Direktur Jenderal Perhubungan Darat Kementerian Perhubungan Budi Setiyadi dalam Rapat Koordinasi Penanganan Covid-19 Wilayah Jabar secara virtual mengatakan, masih ada potensi penyebaran Covid-19 di transportasi umum. Dalam tes GeNose C19 di 59 terminal tipe A serta pelabuhan penyeberangan selama sepekan sejak Kamis (22/4/2021), misalnya, dari 6.693 warga yang menjalani tes itu, 363 orang terindikasi positif Covid-19.
Pihaknya bakal membatasi operasional kendaraan bus selama larangan mudik. ”Hanya beberapa saja yang diberikan izin. Bus yang beroperasi akan dilengkapi stiker.
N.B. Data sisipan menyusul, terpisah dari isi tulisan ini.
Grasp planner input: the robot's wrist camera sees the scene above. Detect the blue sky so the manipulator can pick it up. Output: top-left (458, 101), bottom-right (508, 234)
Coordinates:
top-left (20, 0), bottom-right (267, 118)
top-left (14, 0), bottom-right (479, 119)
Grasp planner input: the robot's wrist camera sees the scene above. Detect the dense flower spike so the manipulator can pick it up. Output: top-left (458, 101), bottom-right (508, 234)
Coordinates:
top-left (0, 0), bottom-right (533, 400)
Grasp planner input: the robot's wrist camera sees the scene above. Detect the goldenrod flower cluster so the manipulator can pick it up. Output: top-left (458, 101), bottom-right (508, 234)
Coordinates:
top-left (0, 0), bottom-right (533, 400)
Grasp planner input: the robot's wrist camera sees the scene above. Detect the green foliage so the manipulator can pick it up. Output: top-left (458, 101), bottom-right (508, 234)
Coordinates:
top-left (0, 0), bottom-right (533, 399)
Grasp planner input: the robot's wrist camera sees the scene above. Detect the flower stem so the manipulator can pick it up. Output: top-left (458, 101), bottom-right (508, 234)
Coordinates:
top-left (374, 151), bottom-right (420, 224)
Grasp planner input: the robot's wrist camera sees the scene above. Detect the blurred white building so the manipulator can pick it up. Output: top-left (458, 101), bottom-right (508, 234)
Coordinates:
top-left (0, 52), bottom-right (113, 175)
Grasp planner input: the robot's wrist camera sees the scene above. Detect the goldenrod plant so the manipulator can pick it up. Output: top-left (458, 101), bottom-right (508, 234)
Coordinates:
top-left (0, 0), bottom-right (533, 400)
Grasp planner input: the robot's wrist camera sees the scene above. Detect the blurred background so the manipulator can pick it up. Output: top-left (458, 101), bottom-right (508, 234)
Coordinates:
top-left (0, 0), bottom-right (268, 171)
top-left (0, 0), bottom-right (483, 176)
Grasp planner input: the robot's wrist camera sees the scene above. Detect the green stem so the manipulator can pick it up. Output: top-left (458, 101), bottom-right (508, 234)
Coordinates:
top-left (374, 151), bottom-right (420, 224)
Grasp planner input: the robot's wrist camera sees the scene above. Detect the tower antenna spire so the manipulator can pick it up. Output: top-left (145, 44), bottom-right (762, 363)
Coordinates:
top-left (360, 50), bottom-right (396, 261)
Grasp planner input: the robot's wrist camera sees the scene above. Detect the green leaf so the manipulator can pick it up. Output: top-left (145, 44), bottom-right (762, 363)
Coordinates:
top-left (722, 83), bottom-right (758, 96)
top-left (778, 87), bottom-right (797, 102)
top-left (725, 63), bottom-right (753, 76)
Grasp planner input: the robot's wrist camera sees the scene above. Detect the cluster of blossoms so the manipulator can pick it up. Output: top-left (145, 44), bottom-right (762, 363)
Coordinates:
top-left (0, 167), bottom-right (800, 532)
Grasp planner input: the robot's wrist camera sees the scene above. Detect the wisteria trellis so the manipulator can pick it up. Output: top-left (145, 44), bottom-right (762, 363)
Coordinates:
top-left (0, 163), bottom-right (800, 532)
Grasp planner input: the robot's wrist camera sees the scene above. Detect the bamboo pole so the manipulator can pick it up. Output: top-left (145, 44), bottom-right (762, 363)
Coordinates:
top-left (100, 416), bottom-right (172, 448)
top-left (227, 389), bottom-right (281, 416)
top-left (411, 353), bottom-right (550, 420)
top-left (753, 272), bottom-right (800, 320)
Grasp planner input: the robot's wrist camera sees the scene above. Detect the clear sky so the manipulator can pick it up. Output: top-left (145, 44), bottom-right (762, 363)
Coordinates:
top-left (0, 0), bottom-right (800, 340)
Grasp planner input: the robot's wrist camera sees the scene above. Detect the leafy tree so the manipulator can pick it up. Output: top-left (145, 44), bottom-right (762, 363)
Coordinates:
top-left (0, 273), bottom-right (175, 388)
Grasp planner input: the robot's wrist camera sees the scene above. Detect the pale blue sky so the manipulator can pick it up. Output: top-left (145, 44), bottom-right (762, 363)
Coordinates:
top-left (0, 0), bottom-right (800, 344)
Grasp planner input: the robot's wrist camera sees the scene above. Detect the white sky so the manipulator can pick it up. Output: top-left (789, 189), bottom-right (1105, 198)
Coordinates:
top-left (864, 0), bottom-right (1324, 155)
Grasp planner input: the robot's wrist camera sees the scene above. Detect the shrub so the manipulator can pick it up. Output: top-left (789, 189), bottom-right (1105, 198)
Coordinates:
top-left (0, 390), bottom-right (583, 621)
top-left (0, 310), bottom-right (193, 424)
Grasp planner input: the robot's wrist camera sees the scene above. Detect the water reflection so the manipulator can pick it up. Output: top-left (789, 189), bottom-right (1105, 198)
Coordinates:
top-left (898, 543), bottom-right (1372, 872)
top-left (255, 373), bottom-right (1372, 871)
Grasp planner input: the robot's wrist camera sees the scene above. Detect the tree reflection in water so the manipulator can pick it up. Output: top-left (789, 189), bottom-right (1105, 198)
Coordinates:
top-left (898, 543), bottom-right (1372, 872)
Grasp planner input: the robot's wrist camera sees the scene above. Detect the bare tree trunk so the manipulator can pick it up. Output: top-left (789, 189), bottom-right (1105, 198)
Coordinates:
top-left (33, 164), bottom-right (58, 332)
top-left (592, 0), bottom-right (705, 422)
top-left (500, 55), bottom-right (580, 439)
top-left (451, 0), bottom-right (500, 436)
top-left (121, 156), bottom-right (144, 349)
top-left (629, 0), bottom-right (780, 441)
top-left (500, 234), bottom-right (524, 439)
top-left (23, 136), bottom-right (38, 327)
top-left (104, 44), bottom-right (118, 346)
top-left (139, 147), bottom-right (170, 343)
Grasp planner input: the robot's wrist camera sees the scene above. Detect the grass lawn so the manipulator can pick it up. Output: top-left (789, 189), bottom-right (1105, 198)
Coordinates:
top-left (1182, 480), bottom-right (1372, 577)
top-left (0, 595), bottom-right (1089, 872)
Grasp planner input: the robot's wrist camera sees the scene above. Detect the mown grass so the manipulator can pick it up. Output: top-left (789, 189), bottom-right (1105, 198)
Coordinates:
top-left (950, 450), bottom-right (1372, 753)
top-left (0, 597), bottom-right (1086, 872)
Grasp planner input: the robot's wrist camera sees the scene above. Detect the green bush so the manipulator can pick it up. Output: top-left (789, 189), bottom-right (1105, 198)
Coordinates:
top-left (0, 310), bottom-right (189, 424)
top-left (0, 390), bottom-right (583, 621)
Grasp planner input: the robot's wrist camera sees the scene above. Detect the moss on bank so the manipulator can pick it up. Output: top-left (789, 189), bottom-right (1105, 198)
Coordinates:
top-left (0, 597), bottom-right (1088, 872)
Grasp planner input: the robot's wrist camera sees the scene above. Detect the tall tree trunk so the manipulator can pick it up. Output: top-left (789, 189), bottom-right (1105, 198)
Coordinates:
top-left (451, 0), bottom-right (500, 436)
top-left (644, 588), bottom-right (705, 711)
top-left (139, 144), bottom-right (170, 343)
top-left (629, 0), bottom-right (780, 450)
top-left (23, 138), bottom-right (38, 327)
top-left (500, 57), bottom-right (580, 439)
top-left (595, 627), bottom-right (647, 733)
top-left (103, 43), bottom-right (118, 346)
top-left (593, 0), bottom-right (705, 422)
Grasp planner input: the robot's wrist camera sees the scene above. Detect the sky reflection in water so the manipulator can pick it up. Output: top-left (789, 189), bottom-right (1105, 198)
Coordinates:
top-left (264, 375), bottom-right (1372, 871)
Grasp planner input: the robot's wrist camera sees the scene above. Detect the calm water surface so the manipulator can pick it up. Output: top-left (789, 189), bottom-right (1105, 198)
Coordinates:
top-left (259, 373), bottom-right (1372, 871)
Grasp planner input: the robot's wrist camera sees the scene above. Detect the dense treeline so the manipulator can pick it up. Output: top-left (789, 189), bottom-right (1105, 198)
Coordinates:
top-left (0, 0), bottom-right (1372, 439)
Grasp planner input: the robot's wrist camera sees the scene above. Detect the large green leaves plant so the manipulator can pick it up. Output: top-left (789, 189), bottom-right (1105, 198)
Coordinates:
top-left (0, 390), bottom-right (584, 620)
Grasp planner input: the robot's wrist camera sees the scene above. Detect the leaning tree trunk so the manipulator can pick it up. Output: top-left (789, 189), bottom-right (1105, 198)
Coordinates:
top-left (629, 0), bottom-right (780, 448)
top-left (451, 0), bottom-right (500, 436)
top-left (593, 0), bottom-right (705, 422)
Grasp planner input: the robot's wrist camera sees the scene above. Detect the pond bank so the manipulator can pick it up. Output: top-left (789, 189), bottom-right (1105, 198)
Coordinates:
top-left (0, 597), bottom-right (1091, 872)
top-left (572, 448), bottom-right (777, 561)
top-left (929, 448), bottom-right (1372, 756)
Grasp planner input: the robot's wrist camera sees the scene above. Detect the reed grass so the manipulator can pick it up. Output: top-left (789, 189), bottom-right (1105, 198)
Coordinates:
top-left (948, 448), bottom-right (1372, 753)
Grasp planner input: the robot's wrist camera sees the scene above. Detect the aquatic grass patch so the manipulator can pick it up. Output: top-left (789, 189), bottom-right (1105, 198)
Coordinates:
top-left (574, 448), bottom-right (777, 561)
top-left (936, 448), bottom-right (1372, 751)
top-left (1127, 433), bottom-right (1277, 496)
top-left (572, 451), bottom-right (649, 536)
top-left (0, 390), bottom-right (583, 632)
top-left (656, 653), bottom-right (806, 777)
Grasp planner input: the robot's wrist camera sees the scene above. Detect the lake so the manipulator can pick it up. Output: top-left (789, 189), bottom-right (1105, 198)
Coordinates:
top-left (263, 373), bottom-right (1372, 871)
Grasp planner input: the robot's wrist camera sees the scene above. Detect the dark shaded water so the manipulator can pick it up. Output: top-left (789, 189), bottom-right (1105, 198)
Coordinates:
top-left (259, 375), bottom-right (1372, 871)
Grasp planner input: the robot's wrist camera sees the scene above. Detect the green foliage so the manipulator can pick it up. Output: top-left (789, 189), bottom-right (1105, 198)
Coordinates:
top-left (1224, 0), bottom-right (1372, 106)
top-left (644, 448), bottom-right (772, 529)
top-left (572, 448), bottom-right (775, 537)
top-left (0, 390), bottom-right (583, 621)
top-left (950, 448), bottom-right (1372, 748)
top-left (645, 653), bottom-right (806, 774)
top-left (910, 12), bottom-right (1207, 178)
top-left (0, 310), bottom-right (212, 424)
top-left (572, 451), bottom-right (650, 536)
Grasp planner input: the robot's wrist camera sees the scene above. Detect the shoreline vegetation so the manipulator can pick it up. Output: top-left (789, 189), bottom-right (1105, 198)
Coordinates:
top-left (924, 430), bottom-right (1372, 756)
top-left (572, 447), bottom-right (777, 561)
Artinya, itu sudah dicek dan diizinkan untuk mengangkut pelaku perjalanan nonmudik,” ungkapnya.
Sayangnya, menurut anggota Komisi VIII DPR, Selly A Gantina, ketika berbagai kebijakan berdampak pada awak bus, tidak ada jaring pengaman sosial bagi mereka. ”Apakah memungkinkan memberikan jaring pengaman sosial untuk sopir bus dan yang terdampak larangan mudik?” ujar Selly.
Ketua Satuan Tugas Penanganan Covid-19 Doni Monardo, Gubernur Jabar Ridwan Kamil, Wali Kota Cirebon Nashrudin Azis, dan Bupati Cirebon Imron yang hadir dalam rapat di Pendopo Bupati Cirebon, beberapa waktu lalu, itu tak menjawab pertanyaan Selly.
Dua kali Lebaran, awak bus gagal memanen rezeki akibat kebijakan larangan mudik. Dalam keterbatasan, mereka tertatih memutar roda kehidupan sembari menanti uluran tangan pemerintah meringankan nestapa.